Of the film’s seven new segments (the “Sorcerer’s Apprentice” from the original Fantasia is recycled here), five are superb. The opening, an abstract piece depicting a Good vs. Evil battle between orange and black triangles set to Beethoven’s Fifth Symphony, is actually a better and livelier opening than the “Toccata and Fugue in D Minor”, its equivalent in the original Fantasia. This is followed by a gorgeous-looking segment featuring flying CGI whales set to “The Pines of Rome”. The movie’s two showpieces are a tribute to the art style of Al Hirschfield set to “Rhapsody in Blue”, and a visually stunning piece starring a life-giving nature sprite set to the “Firebird Suite”.
The segment set to “Pomp and Circumstance”, featuring Donald and Daisy Duck as assistants on Noah’s Ark, has been criticized by some, but I’m going to stick up for it. It may take a (to put it kindly) well-worn piece of music, but in tailoring the action on-screen to the music, it allows to actually _hear_ this overexposed piece, perhaps for the first time. The story it tells is also quite touching, as Donald and Daisy are each led to believe that the other didn’t make it on the ark and was lost in the flood, and the scene where they finally meet again, their faces light up, and they embrace to the final swell of the music is one of the most beautiful moments I’ve seen in an animated film.

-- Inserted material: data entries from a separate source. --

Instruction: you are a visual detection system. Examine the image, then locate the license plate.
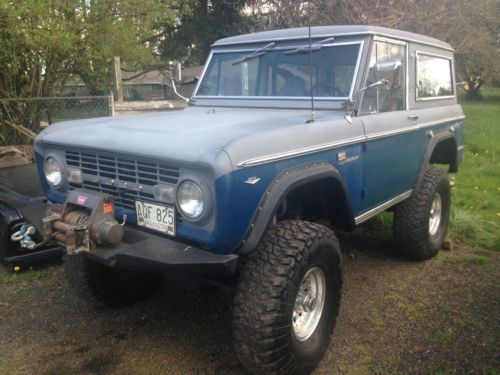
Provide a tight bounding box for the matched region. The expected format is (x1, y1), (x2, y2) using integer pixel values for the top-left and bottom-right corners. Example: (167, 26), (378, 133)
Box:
(135, 201), (175, 236)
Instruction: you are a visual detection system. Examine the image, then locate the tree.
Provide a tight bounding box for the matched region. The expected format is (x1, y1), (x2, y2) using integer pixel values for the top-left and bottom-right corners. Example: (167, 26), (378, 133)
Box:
(159, 0), (250, 66)
(0, 0), (181, 97)
(0, 0), (180, 143)
(245, 1), (309, 30)
(357, 0), (500, 98)
(246, 0), (500, 98)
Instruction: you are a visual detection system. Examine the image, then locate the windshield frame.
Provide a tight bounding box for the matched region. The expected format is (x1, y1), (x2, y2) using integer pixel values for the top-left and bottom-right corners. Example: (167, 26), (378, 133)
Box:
(192, 40), (365, 101)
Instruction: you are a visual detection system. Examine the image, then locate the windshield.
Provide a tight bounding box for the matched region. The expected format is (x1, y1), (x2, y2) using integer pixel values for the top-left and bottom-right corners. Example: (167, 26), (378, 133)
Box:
(195, 42), (362, 99)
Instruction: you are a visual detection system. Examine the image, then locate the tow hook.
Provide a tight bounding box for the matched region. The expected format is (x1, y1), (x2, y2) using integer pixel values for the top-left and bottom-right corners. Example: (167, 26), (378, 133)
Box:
(42, 190), (125, 255)
(10, 224), (42, 250)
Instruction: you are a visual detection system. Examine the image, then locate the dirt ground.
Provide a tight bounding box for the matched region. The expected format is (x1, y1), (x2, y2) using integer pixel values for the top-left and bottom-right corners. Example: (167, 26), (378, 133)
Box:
(0, 165), (498, 374)
(1, 233), (498, 375)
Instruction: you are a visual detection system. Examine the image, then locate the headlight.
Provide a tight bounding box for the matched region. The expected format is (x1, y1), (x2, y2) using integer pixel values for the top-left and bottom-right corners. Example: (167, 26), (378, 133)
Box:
(177, 181), (204, 220)
(44, 157), (63, 187)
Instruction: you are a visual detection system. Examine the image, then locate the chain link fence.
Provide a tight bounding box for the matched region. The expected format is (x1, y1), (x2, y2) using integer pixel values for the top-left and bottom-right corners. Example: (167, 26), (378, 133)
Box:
(0, 96), (113, 145)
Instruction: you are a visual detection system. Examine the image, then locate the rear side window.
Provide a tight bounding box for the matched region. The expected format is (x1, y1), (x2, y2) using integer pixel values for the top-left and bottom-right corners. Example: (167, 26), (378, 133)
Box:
(416, 54), (454, 99)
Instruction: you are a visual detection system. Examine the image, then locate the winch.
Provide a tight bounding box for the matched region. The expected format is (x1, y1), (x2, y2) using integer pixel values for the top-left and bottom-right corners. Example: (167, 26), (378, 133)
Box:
(42, 190), (125, 254)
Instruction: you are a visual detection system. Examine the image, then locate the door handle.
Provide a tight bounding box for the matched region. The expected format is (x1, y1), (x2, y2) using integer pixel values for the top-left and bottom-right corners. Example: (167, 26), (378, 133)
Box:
(408, 114), (419, 121)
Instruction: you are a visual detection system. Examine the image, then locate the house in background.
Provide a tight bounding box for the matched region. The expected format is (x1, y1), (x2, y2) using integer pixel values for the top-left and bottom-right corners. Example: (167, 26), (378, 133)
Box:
(122, 66), (202, 101)
(55, 66), (203, 101)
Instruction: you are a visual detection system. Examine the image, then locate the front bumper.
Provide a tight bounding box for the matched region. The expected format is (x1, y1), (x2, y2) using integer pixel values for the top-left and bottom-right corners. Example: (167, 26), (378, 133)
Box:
(87, 226), (239, 275)
(2, 183), (239, 275)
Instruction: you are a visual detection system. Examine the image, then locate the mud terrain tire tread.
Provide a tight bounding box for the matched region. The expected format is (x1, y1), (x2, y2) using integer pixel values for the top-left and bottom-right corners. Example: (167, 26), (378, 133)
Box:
(64, 254), (162, 308)
(233, 220), (342, 375)
(394, 166), (451, 260)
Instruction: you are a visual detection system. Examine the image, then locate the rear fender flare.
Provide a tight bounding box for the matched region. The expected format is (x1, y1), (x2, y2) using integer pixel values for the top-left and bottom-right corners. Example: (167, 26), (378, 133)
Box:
(414, 130), (457, 194)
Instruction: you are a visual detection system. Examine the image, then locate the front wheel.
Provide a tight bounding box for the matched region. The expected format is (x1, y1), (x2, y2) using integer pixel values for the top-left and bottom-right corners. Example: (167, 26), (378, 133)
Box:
(233, 220), (342, 375)
(393, 166), (451, 260)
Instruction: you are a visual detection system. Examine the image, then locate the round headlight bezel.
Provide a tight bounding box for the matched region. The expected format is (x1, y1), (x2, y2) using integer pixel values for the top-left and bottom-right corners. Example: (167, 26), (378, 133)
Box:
(43, 156), (64, 188)
(176, 180), (205, 221)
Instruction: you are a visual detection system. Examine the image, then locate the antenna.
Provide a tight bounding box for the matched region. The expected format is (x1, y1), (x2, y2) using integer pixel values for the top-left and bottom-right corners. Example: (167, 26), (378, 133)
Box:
(306, 0), (315, 124)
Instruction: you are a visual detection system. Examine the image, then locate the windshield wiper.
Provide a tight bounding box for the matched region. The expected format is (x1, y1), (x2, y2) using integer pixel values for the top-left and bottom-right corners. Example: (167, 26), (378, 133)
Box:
(232, 42), (276, 65)
(284, 37), (335, 55)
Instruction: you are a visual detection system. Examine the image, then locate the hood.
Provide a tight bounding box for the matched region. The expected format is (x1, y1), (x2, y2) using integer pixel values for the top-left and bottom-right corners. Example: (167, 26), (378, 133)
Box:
(37, 106), (350, 169)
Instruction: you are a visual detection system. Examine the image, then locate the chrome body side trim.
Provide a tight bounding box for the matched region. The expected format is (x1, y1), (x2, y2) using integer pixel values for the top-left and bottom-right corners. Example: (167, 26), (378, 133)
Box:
(237, 136), (367, 167)
(237, 115), (465, 167)
(366, 115), (464, 141)
(355, 190), (412, 225)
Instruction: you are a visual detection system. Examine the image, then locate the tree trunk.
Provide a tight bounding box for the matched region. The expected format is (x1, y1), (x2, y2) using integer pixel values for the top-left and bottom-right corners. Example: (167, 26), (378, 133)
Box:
(464, 77), (484, 99)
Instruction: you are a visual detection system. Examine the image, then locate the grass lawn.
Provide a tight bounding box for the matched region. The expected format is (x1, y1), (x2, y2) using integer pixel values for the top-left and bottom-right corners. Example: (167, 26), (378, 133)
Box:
(450, 89), (500, 250)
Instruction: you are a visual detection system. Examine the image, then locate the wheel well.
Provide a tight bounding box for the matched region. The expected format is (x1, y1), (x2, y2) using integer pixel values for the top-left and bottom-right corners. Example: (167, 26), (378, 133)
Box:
(278, 178), (353, 230)
(429, 138), (458, 173)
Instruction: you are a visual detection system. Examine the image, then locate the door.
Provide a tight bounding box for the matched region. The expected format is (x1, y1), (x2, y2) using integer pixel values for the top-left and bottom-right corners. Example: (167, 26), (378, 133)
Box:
(358, 38), (423, 211)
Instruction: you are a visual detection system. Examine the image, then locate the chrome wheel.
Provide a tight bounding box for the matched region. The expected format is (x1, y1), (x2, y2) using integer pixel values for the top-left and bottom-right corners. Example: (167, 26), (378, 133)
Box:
(429, 192), (442, 236)
(292, 267), (326, 341)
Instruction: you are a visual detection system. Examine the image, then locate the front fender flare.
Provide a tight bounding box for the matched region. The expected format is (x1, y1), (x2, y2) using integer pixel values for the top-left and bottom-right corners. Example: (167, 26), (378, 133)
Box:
(236, 161), (354, 254)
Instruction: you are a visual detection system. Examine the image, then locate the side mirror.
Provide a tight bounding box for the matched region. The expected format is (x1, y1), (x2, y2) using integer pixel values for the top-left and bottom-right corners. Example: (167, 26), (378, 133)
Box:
(375, 60), (402, 73)
(359, 78), (390, 92)
(180, 76), (199, 86)
(169, 62), (189, 102)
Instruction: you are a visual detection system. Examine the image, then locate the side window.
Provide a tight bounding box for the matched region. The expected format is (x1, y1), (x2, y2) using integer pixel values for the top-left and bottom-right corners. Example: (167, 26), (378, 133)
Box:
(416, 54), (453, 99)
(360, 41), (406, 114)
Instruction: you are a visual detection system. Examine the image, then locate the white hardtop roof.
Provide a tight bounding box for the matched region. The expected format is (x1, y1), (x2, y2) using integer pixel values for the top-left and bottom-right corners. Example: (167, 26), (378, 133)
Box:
(212, 25), (453, 51)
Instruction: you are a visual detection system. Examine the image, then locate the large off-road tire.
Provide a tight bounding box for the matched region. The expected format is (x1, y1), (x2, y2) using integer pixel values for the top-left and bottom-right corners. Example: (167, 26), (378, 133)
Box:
(64, 254), (163, 308)
(394, 166), (451, 260)
(233, 220), (342, 375)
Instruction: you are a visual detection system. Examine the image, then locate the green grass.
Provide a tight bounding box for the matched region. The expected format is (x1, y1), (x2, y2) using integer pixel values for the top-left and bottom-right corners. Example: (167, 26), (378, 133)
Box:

Of the two segments that don’t work, the more egregious is a retelling of The Steadfast Tin Soldier to a Shostakovich concerto that actually gives the piece a happy ending. I realize that Disney had rather notable success with another happy-ending retelling of an Anderson fairy tale, but once you remove the tragic elements from The Steadfast Tin Soldier, there’s not really a lot left. There is also a forgettable and crudely animated three-minute segment to “Carnival of the Animals” involving flamingos and yo-yos, which isn’t exactly horrible but was clearly included purely for the sake of padding.
In addition to the mostly excellent animation, the accompanying music was conducted by James Levine, arguably the greatest living conductor of classical music now that Bernstein and Karajan are dead, so the music is gloriously served throughout. Granted, the ‘celebrity guests’ who announce the segments are for the most part extremely irritating, but that’s merely a cavil, since they aren’t really the point of the feature anyway and can, at least on the DVD release, be skipped over fairly easily.
This movie may not live up to the original Fantasia, but it doesn’t have to: what matters is that it’s a glorious movie in its own right, arguably the finest animated film of the decade, and I personally hope Disney eventually does more works in this format, which is at its core a brilliant artistic idea.